The average household debt in the UK, is 6,800 excluding mortgages or 40,000 including them. The average personal debt for each UK adult is 4,426, excluding mortgages, an increase of 30 per cent in the last year.
But, despite the statistics, research published by the Institute for Fiscal Studies last month says the burden of debt is falling more heavily on lower income families who do not own their home or have access to credit cards. Nottingham University researchers Sarah Bridges and Richard Disney concluded that 'problems of debt arise from low incomes, rather than from "irresponsible lending" to home owners by high street institutions'.
Effect on childcare
The alarming rise in debt has implications for parents seeking affordable childcare and providers operating within narrow profit margins.
Daycare Trust director Stephen Burke says, 'Affordability of childcare is the number one issue for parents and the most commonly cited in calls to our helpline. A lot of childcare provision is beyond their means and until that issue is addressed through reform of the childcare tax credit system, there will continue to be a knock-on effect on the sustainability of some childcare providers.'
National Day Nurseries Association chief executive Rosemary Murphy agrees. 'We urge the Government to build on the initial success of tax credits by raising their value to low- income families, particularly where more than one child is in childcare.'
The Government's spate of childcare initiatives has been accompanied by the new right for employees with young children to request flexible working arrangements. But for many this will not be an economic option. A survey of 100 parents by the Maternity Alliance found that while 68 per cent of working parents had been granted their request by employers, 27 per cent had been forced to accept a pay cut, a demotion or heavier workload to secure flexible hours.
Alan Bentley, director of the Childcare Corporation, says that 'bad debt has always been something of a problem in the nursery sector'. The chain, which has operated a standing order system to reduce the possibility of bad debt, will be switching over to direct debit this month so nurseries can take varying amounts from an account each month if payments change.
Mr Bentley says, 'The accounts department will receive instant failure notices if the direct debit fails, which can be communicated to the nursery manager.
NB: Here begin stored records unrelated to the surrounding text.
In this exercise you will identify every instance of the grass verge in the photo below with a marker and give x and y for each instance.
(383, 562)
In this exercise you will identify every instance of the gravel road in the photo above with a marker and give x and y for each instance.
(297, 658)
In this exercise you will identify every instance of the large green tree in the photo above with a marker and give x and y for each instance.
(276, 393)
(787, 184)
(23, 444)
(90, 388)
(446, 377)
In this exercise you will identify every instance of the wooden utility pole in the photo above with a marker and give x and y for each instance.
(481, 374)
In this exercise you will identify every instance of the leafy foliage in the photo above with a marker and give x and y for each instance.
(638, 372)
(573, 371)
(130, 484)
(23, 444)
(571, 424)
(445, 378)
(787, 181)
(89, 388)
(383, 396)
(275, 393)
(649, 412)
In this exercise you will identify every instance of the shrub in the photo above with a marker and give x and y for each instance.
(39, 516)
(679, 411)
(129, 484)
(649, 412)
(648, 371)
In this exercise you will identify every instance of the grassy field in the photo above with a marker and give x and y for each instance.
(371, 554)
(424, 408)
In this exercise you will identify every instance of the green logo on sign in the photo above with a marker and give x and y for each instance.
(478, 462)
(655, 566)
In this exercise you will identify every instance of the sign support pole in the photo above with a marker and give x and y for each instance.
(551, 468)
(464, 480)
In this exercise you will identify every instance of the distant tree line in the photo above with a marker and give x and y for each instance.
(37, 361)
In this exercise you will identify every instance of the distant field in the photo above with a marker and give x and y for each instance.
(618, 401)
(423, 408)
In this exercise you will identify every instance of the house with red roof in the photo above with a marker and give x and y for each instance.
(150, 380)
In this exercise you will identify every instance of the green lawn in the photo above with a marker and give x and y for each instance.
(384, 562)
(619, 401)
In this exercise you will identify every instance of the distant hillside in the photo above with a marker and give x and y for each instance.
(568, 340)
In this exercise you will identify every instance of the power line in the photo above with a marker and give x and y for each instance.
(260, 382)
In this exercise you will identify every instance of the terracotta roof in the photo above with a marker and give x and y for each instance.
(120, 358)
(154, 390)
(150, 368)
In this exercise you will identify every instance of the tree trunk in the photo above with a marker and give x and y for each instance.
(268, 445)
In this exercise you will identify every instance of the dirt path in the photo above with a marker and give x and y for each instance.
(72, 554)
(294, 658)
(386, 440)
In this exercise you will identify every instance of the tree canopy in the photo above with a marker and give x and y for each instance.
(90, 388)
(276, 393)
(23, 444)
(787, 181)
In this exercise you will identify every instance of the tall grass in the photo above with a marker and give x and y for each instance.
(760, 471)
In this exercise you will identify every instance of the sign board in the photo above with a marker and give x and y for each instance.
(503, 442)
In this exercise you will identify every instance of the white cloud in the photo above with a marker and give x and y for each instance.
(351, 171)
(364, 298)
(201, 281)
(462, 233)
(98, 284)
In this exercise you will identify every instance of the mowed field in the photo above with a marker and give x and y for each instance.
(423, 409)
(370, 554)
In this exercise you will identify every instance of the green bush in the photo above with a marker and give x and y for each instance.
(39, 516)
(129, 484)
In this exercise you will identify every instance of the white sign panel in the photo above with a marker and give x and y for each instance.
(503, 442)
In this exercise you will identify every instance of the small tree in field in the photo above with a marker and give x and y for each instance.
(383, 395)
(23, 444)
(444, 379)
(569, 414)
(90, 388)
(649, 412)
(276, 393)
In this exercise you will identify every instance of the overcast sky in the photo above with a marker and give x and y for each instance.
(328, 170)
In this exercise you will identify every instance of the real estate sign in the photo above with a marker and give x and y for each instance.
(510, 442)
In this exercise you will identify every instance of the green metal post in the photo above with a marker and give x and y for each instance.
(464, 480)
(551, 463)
If a payment fails for the second month, a bad-debt procedure is put in place.'
The manager will discuss with the parent why payments are failing. Often it is due to short-term financial problems such as illness, unexpected family expenses or redundancy. He says, 'Every assistance is given to try to co-ordinate a temporary payment plan to cope with the problem. In 95 per cent of cases the issue is then resolved.
'Such issues are always sensitive and require the utmost care in their handling. The quality of our managers, and their ongoing training, makes all the difference in providing a satisfactory resolution for both parties.'
Michael Fallon, managing director of the Just Learning nursery chain, says that bad debts 'may have become worse in recent years'. His chain has a tough line on debt and does not hesitate to take those who do not pay to the small claims court. He says, 'If you are known as a soft touch, it's fatal. We know that some debts come about because of unfortunate circumstances and our managers are trained to be understanding. But it's vital that debts are not allowed to escalate.'
The prospect of interest rates rising in the coming weeks will have implications for childcare providers. Those with mortgages will have to brace themselves for higher repayment levels, while an interest rate rise to curb consumer spending will mean people paying more to service their existing debts and having less disposable income to spend on things like childcare.